Selecting extracurricular activities that will set your child’s application apart can seem overwhelming (for you and for your child). Below are strategies that your child can use to find and select activities:
1. Applicants should do what they love.
It’s more interesting to see applicants who have a diverse variety of genuine interests rather than those who only participate in activities that will “look good” to medical schools. Applicants who are artists, for example, should continue developing their skills as this may help them when they take anatomy or may result in them having the fine motor skills to perform surgeries. One’s interests often guide the direction of one’s career in the future.
2. Activities should cover multiple areas.
It is important to have some leadership, clinical, and volunteer experience. When premeds look at activities they enjoy, they should be flexible and open to taking on roles that may combine more than one of these areas. For example, some students volunteer at free clinics or health fairs; this combines volunteer and clinical work, as well as the possibility of leadership if they take on more responsibility with the organization over time. The time they put into this activity benefits them three-fold. Rather than running around and participating in three different activities, this is fantastic way to use their time to gain valuable life experience. See if your child can find activities that extend into numerous areas – these activities will be more rewarding for your child and more advantageous to her application.
3. Premeds should manage their time realistically.
Time is finite. There are only 24 hours in a day so every choice we make (or don’t make) about how we spend it is important. Premeds should look for activities that allow them to create more balance in their lives. Participating in intramural sports or exercising regularly can allow students to de-stress and also will enable them to include teamwork in their activities section. It may take some time for you and your child to locate those activities that will relax your child the most in the shortest amount of time possible, but you will both be glad you did once your child gets into medical school and has less time to maintain the same level of balance.
While this advice sounds great in theory, you may be wondering how to apply it. If your child wishes to discuss extracurricular activities or different options with you, you can work together and make a list of the activities that she most enjoyed in the past. Are there any that she would like to continue? Are there any that also cover leadership, clinical, or volunteer work?
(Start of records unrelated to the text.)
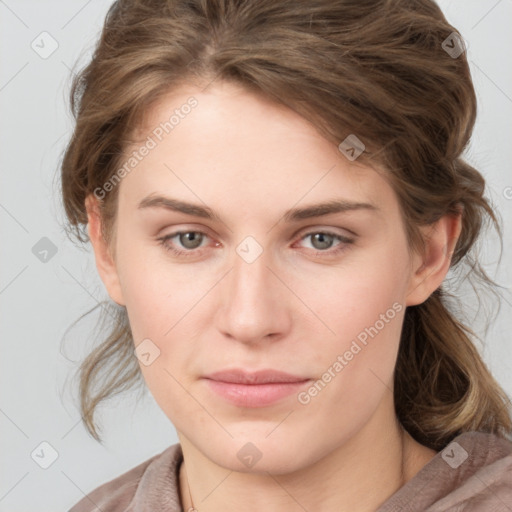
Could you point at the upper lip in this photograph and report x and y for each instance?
(238, 376)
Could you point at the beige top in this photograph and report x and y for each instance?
(472, 474)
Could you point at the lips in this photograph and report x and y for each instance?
(237, 376)
(254, 389)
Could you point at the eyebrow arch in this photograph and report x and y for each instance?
(292, 215)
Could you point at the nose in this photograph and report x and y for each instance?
(254, 302)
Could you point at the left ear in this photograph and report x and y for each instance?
(430, 268)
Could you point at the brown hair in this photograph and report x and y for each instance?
(378, 69)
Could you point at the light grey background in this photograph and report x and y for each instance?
(39, 301)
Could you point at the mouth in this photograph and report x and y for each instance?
(254, 389)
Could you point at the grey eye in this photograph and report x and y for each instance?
(191, 239)
(321, 240)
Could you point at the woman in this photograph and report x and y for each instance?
(275, 193)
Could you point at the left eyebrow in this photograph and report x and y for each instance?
(292, 215)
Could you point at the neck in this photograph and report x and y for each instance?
(359, 475)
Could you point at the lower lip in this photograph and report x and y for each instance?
(255, 395)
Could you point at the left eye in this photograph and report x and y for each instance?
(322, 240)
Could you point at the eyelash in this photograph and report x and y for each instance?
(344, 241)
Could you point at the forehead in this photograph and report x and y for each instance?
(226, 143)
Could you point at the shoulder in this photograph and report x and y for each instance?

Here are some practical ways to find these activities:
• Premeds should visit their school’s advising office on campus.
Often, they will maintain a binder or list of activities that you and/or your child can peruse for ideas. Some schools even have a lottery for the most popular clinical activities in the area.
• Search the web for a community service planning council or composite list of volunteer activities in the city or town where you live.
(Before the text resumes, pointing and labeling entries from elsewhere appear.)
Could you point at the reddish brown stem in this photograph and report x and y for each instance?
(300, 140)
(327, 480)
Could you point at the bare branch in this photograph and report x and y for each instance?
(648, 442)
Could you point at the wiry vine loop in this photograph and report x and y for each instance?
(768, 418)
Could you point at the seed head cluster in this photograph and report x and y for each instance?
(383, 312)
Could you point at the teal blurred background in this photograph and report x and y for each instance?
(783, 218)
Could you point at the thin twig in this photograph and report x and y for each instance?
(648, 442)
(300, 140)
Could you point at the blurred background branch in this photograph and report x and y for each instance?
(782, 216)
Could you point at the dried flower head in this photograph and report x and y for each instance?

Some cities actually sell a directory of community services opportunities in the area, from working with children to assisting the elderly. They often provide the most comprehensive perspective of what’s available and needed in your community. Or you and/or your child can stop by your local town hall or civic center to inquire in person.
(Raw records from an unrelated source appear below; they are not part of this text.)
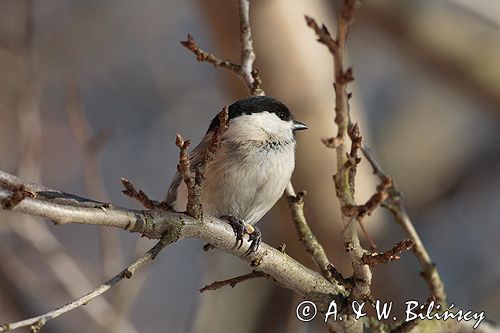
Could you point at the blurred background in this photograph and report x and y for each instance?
(91, 91)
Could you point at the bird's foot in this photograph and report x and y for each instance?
(240, 227)
(255, 237)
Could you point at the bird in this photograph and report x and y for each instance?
(251, 168)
• Ask friends and family in the area.
Network by asking everyone that you know in the area about the activities your child is interested in pursuing. If you are new to the area, this can be a great strategy in establishing a strong network of support early in your child’s education.
The more time that applicants spend deciding how they will use their time can ensure that they make the most of their time. You should encourage your premeds to pursue their interests and continue to develop those skills that may benefit them in unexpected ways. The more outlets and support systems that they have in place, the better grounded they will be. As premeds continue their education, they can enrich their lives (as well as the AMCAS activities section on their application) by taking the time to make the conscious decision to participate in those activities that will bring them the greatest joy and nurture personal growth and development.